If prolonged, Mexico’s 25% retaliatory tariffs on U.S. cheese could hit the industry hard. CoBank reported Mexico is the No. 1 export destination for U.S. cheese and represented $391 million last year.
“If the tariffs are removed soon the market should remain intact, but a continuation would lead to an erosion of the 75% market share the U.S. currently holds, which could be picked up by the EU.”
U.S. pork is currently on three trade retaliation lists, placing 40% of total exports under punitive tariffs.
“The impact of Mexico’s tariffs on cheese and pork, and Canada’s tariffs on prepared beef, far outweigh the benefits laid out in USMCA. Therefore, an agreement on steel and aluminum trade, whenever it is struck, will offer much more for U.S. agriculture to celebrate,” CoBank said.
Gaibler said if the administration removes the steel and aluminum tariffs, he would expect Canada and Mexico to respond by dropping their retaliatory tariffs. However, if some other solution was executed by the Administration such as implementing unfriendly quotas on the amount of steel and aluminum the nations could export to the United States, it “could lead to a more tempered response that may or may not result in some levels of tariffs” to continue or be applied, he explained.
Roger Bernard, senior policy analyst for Informa Economics, said the Trump Administration, as well as the other nations' governments, have to ratify the deal, but that can’t come before Nov. 30 under the requirements to provide 60 days of public notice to Congress. Then, it's up to the Administration on when they choose to deliver the implementing legislation to Congress. “Once they do that, then the prospects of a vote on the package would really gel,” Bernard said.
He projects that Congress could possibly take up a vote during a lame-duck session post-election after a deal is signed, but it's more likely to drag on into the first quarter of 2019.
Senate Finance Committee ranking member Ron Wyden, D-Ore., has said there’s no need to ram the bill through during the lame-duck session.
Bernard also said trade weariness now is much more bipartisan than it previously has been. “I think as lawmakers look to the details on the agriculture side, most should be okay with what’s in the package,” he said.
The days of counting on Republicans to back trade agreements is also not the slam dunk it once was, which creates an uphill battle in obtaining the votes needed to secure congressional approval for USMCA.
Related: USMCA will replace NAFTA
CoBank said USMCA is likely to have little resistance gaining approval in Mexico or Canada. Both countries are expected to sign the deal before the end of 2018.
“The results of mid-term elections in November could determine how difficult the path will be in Congress. Democrats will not want to participate in a signature win for the White House, but there is upside for labor in the deal, which is likely to push the deal over the finish line regardless of who controls the House and the Senate.

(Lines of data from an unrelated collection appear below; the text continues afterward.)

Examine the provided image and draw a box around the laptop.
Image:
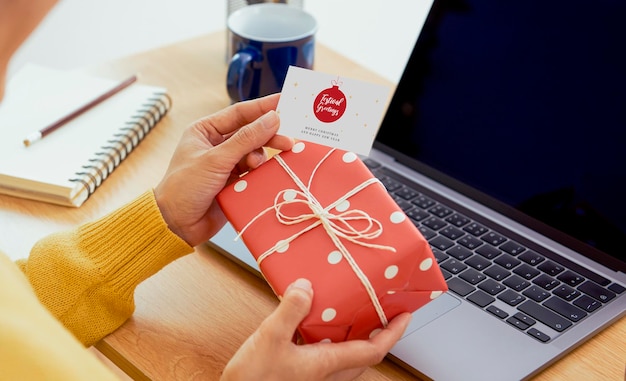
[208,0,626,379]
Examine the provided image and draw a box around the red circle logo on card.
[313,81,347,123]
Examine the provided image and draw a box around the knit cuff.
[76,190,193,299]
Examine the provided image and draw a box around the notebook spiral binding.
[69,92,171,199]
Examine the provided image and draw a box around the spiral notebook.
[0,64,171,207]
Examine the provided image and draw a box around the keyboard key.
[513,312,536,326]
[523,286,550,302]
[447,277,475,296]
[460,268,486,285]
[538,261,565,276]
[527,328,551,343]
[608,283,626,294]
[392,197,413,211]
[476,244,501,259]
[465,255,491,271]
[533,274,560,291]
[553,285,581,301]
[507,316,531,330]
[518,250,545,266]
[518,300,572,332]
[573,295,602,313]
[406,208,430,222]
[556,270,584,286]
[431,248,449,263]
[417,225,437,240]
[422,216,447,231]
[481,232,507,246]
[445,213,470,227]
[458,235,484,250]
[430,235,455,251]
[440,226,465,240]
[484,264,511,281]
[578,280,616,303]
[440,259,467,274]
[379,176,402,191]
[428,204,453,218]
[543,296,587,322]
[463,222,488,236]
[487,305,509,319]
[446,245,473,260]
[412,195,436,209]
[513,263,541,280]
[494,253,521,270]
[500,241,526,255]
[394,186,419,200]
[503,275,531,292]
[467,290,495,307]
[478,278,505,295]
[498,289,526,306]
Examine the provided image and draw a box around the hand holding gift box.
[217,140,448,343]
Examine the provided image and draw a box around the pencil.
[23,74,138,147]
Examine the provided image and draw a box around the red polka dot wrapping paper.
[216,141,448,343]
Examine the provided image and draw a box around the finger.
[244,147,268,169]
[261,278,313,341]
[215,110,281,169]
[322,312,412,371]
[266,134,295,152]
[201,94,281,140]
[244,135,295,169]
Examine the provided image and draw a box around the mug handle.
[226,48,259,102]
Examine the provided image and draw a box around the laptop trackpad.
[401,292,461,338]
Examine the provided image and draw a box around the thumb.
[264,278,314,341]
[218,110,280,166]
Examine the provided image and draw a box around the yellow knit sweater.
[0,191,192,380]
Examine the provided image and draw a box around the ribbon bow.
[236,148,396,328]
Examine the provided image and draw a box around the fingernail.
[289,278,312,293]
[259,110,279,129]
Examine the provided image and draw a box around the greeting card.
[276,66,391,156]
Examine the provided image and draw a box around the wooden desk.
[1,31,624,381]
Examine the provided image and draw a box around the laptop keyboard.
[363,158,625,343]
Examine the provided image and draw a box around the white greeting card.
[276,66,391,156]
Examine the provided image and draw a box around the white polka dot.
[319,338,332,344]
[390,211,406,224]
[387,290,396,295]
[384,265,399,279]
[275,240,289,253]
[369,328,382,339]
[327,250,342,264]
[430,290,443,299]
[234,180,247,192]
[321,308,337,322]
[419,257,433,271]
[335,200,350,212]
[283,189,297,201]
[292,142,305,153]
[342,152,357,163]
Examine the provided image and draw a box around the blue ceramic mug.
[226,3,317,103]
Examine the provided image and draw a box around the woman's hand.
[221,278,412,381]
[154,94,293,246]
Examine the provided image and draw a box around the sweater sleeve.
[17,190,193,347]
[0,253,119,381]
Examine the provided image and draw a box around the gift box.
[216,140,448,343]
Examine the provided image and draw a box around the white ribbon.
[235,148,396,328]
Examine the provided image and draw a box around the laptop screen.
[376,0,626,269]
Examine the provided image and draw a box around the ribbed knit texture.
[15,190,193,346]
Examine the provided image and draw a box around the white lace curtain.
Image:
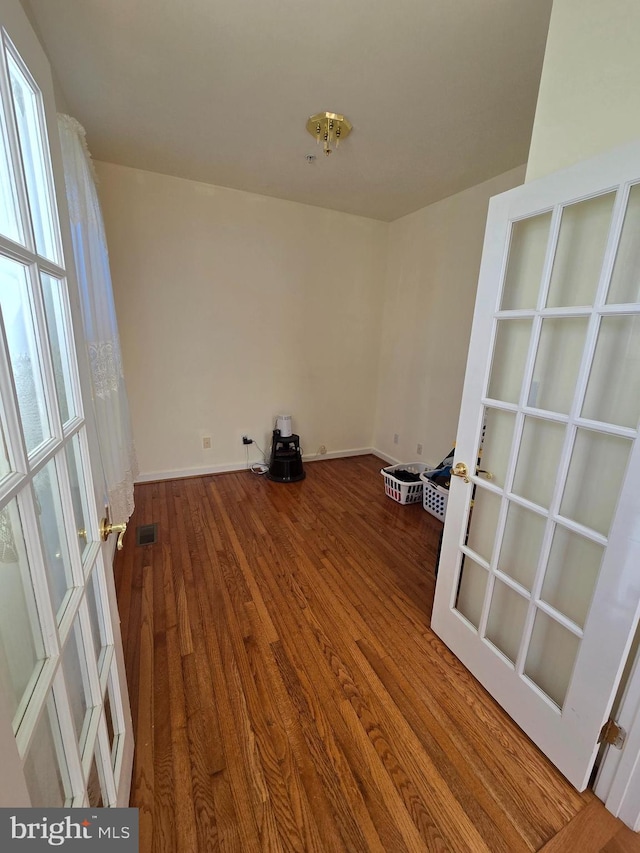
[57,114,137,523]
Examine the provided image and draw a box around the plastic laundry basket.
[381,463,430,505]
[420,472,449,521]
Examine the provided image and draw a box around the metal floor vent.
[136,523,158,546]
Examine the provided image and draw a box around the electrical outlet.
[202,436,211,449]
[393,433,399,445]
[417,443,423,455]
[242,435,253,445]
[319,445,327,455]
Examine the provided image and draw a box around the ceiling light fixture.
[306,112,352,157]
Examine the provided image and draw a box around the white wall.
[98,160,525,480]
[95,162,387,479]
[526,0,640,182]
[372,166,525,467]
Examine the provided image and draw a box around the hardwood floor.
[115,454,640,852]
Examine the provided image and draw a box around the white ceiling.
[25,0,553,221]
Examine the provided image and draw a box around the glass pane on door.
[487,319,532,403]
[104,663,124,772]
[86,568,107,673]
[607,183,640,305]
[512,417,566,509]
[62,614,91,746]
[479,408,516,488]
[6,52,60,264]
[582,315,640,428]
[525,611,580,708]
[540,526,603,628]
[0,101,23,244]
[547,193,616,308]
[65,433,91,562]
[41,273,77,425]
[485,580,529,664]
[497,503,546,592]
[560,429,632,536]
[466,487,501,563]
[33,458,74,620]
[529,317,589,414]
[23,692,70,807]
[0,498,45,720]
[455,556,488,630]
[501,212,552,310]
[0,255,50,454]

Congress may attempt to vote on the deal in the lame duck session at the end of 2018 if Republican majority is lost in the Senate or the House,” CoBank noted.
The Trump Administration may be able to offer some assurances to lawmakers as it drafts the implementing legislation. “Implementing legislation could come in the form of provisions that go further than the text of the deal. This could look like additional labor protection for U.S. workers or support for U.S. industries that would be hurt by the deal,” CoBank said.